One of the nice things about Oracle 12c is that the new EM Database Express tool is much more lightweight and faster than the older Database Control because it no longer requires an Oracle Application Server running in the background to support it.

It runs directly out of the database as opposed to running in a separate Oracle Application Server container. This consumes far fewer resources. The old iAS Container was always difficult to manage and keep running at times.

The dashboard offers many panes of information:

  • Status: This pane gives you an overview of the main characteristics of the database, such as Version, Database Name, Oracle Home, Last Backup, and so on.

  • Performance: In this pane, you find a simplified breakdown of resource consumption between IO and CPU as well as time spent waiting. The dashboard just gives you a quick glance.

  • Incidents: If any problems have been detected and stored in the Automatic Diagnostic Repository, you see them here.

  • Resources: This pane gives you an overview of the database/server resource consumption for things like CPU, memory, or storage.

  • Running Jobs: Aptly named, this portlet gives you information about currently executing jobs in the database. These are named jobs, not run of the mill SQL execution. Named jobs, which run from the Oracle scheduler, can include statistics collection, backups, or application batch processes.

  • SQL Monitor: This pane shows the most recent SQL statement executions. The statement IDs are active links that you can click to access the SQL Monitor tool. On the SQL Monitor pane, you can watch the real-time execution of SQL or analyze past SQL executions.

The Performance and SQL Monitor panes aren’t available unless you have licensed the Diagnostic and Tuning packs, respectively.

Security page in Oracle 12c’s EM Express

The Security page allows you to create, drop, and alter users. It also allows you to create and drop roles. Not only can you manage users and roles, but you can also control the security and permissions of these users.

The Security page also allows you to manage profiles. Profiles are attributes that manage resource consumption and password protection in the database. For example, profile settings determine how many times a password can be reused and how long a password takes to expire.

You can create different types of profiles in your database for different classes of users. You might have one profile for web-based application users and another for batch job users. Profiles allow you to control how resources are consumed and passwords are managed by grouping users together.

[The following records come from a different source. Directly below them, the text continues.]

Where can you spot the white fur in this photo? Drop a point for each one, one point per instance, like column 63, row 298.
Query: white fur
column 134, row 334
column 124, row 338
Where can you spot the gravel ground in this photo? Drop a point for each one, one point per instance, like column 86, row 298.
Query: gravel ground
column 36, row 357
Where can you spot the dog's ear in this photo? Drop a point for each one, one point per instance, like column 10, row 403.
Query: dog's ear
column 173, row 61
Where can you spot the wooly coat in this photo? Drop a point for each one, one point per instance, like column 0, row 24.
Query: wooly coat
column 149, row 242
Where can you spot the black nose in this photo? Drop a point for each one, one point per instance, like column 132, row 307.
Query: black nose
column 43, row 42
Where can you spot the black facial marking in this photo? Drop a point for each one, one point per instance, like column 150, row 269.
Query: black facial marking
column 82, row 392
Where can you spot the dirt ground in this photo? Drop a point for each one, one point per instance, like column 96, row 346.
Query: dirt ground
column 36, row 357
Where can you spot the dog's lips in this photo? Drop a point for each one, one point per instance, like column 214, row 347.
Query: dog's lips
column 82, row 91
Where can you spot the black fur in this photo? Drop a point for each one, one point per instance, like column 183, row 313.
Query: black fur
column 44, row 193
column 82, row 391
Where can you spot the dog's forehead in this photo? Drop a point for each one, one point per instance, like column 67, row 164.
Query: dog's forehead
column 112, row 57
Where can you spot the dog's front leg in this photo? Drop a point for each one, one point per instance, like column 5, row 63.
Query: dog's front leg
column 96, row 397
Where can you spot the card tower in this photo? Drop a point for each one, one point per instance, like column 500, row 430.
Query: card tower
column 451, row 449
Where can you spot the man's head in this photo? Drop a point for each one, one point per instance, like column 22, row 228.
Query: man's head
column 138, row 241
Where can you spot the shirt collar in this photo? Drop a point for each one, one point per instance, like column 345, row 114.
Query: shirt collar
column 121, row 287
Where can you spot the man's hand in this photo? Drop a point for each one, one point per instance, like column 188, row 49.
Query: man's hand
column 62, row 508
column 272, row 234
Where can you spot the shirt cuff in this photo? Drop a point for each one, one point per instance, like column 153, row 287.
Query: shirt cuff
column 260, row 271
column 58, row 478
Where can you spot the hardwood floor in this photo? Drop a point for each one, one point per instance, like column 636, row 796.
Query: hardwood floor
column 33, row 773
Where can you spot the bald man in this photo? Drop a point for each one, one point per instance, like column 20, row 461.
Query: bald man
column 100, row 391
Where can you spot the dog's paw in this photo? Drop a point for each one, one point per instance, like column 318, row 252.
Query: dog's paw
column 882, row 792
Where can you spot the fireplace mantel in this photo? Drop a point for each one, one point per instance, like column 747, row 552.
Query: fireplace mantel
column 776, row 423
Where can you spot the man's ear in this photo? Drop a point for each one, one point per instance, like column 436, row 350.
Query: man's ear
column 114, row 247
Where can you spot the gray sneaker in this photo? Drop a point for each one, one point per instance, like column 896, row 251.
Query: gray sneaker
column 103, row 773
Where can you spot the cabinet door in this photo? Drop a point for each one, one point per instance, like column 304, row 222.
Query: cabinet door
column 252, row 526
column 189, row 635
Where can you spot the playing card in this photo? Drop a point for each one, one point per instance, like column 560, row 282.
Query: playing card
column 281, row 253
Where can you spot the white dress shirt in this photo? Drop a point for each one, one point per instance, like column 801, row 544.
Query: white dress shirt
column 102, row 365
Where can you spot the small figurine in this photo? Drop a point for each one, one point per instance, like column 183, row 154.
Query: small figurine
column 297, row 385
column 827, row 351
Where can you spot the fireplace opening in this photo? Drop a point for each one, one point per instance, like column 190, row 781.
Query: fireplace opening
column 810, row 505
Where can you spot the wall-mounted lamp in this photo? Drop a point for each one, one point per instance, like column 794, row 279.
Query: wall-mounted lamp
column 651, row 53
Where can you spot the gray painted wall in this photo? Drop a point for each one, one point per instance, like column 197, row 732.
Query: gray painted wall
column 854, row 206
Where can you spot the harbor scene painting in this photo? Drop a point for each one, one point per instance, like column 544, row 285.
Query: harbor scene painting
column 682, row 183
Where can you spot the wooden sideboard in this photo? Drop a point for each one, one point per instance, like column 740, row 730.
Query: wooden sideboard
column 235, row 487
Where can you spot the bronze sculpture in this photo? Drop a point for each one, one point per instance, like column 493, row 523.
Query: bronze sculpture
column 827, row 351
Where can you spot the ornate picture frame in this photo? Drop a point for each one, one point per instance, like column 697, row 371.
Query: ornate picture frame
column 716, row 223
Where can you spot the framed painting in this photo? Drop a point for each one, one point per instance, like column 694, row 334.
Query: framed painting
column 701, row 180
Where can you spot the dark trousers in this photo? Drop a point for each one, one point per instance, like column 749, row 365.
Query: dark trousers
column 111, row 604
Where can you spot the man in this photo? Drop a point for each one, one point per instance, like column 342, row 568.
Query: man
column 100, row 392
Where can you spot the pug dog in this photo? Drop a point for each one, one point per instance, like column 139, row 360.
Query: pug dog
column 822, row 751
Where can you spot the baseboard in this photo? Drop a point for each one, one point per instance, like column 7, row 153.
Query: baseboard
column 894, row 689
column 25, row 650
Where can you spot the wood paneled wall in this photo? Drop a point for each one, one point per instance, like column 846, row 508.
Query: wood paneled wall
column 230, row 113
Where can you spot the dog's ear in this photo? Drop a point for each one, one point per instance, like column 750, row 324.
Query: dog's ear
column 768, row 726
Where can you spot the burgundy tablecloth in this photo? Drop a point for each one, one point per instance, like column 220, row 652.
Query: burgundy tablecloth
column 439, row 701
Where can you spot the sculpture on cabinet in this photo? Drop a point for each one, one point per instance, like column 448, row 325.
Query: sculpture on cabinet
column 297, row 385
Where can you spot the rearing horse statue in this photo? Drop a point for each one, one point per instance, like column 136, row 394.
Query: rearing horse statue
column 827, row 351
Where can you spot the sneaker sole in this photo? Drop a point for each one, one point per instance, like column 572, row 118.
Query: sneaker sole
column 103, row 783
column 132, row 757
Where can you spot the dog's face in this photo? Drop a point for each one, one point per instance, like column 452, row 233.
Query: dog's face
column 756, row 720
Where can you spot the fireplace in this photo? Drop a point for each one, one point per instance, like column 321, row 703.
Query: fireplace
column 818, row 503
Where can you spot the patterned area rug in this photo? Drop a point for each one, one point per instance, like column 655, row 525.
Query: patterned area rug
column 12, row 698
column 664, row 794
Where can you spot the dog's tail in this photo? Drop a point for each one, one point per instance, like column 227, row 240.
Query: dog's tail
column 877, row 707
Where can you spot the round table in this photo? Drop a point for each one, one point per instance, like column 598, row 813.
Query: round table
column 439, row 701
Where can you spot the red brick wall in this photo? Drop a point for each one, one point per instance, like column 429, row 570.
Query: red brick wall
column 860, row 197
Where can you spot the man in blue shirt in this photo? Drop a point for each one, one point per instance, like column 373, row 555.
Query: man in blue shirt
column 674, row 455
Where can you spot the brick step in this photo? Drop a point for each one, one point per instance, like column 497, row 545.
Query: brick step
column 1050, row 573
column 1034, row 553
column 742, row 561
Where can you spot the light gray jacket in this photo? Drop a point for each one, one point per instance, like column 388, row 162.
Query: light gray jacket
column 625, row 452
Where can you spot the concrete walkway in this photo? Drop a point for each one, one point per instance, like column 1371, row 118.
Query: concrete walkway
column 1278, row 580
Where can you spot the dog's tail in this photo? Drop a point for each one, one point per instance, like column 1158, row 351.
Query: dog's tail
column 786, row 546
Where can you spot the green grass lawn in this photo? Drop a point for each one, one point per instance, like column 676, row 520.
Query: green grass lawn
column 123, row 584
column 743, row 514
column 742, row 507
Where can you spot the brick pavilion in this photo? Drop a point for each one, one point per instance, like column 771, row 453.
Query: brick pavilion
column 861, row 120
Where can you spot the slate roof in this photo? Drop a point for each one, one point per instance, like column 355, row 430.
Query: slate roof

Performance page in Oracle 12c’s EM Express

The Performance page is made up of two sections:

  • Performance hub (part of the Diagnostic pack)

  • SQL Tuning Advisor (part of the Tuning pack)

Performance hub

The performance hub is just want it sounds like: a central hub to give you a 360 degree view of what resource consumption is like on your system. Not only does it display information about database resource consumption, but it also contains some information about the operating system resource usage.

The performance of the overall operating system is every bit as important as that of the database because on many systems you will have more than one database. If the operating system itself has nothing more to give, trying to tune at the database level may just be an exercise in futility.

SQL Tuning Advisor

The SQL Tuning Advisor gives you real-time access to both running and past SQL statements. It’s a graphical interface that paints pictures of the different activities within the execution of a SQL statement. Like the performance hub, this is a separately licensed tool.

What it can do is help speed up the problem diagnosis. It isn’t required to be a strong DBA. Again, however, sometimes speed is worth paying for. The SQL Advisor lets you see execution plans at the click of a button. Again, speed is the name of the game here. If you’re fortunate enough to have your company purchase the licensing for this tool, it can certainly pay for itself.